Background: Tuberous sclerosis complex (TSC), an inherited neurocutaneous disorder, is caused by variants in the TSC1 or TSC2 genes. The mosaic variants of TSC1 and TSC2 are scarcely detectable using the conventional next-generation sequencing (NGS). Therefore, this study aims to explore the detection and distribution of mosaic variants within affected families.
Methods: Through whole-exome sequencing (WES) or the TSC1/TSC2 panel to detect the variants of the TSC1 and TSC2 genes, the reaction system of droplet digital PCR (ddPCR) was designed to detect the mosaicism of these variants in affected families.
Results: Genetic testing was carried out on 29 TSC patients via WES or the TSC1/TSC2 panel.
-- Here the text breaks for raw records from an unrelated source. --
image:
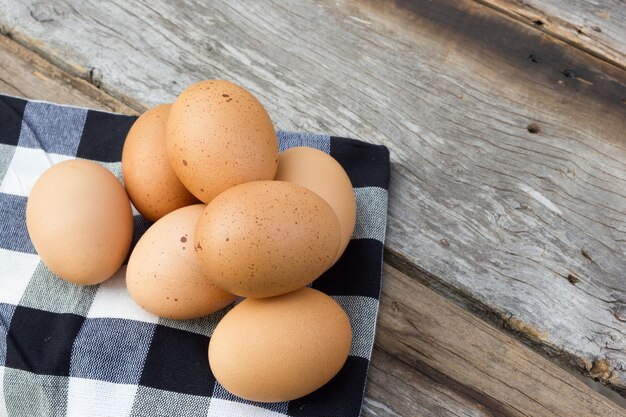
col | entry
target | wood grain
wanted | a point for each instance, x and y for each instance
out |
(462, 365)
(26, 74)
(508, 146)
(598, 28)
The results showed that 27 patients had positive results in the TSC gene variant tests. Fourteen cases were confirmed as de novo variants, and the asymptomatic fathers or mothers of 4 patients were identified as somatic mosaics by ddPCR, with mosaic proportions of 0.8%, 24.18%, 8.02%, and 0.33% respectively.
Conclusions: The ddPCR holds the potential to improve diagnostic accuracy, genetic risk assessment, and clinical diagnosis rates. Consequently, it could potentially be adopted as one of the modalities for prompt clinical diagnosis.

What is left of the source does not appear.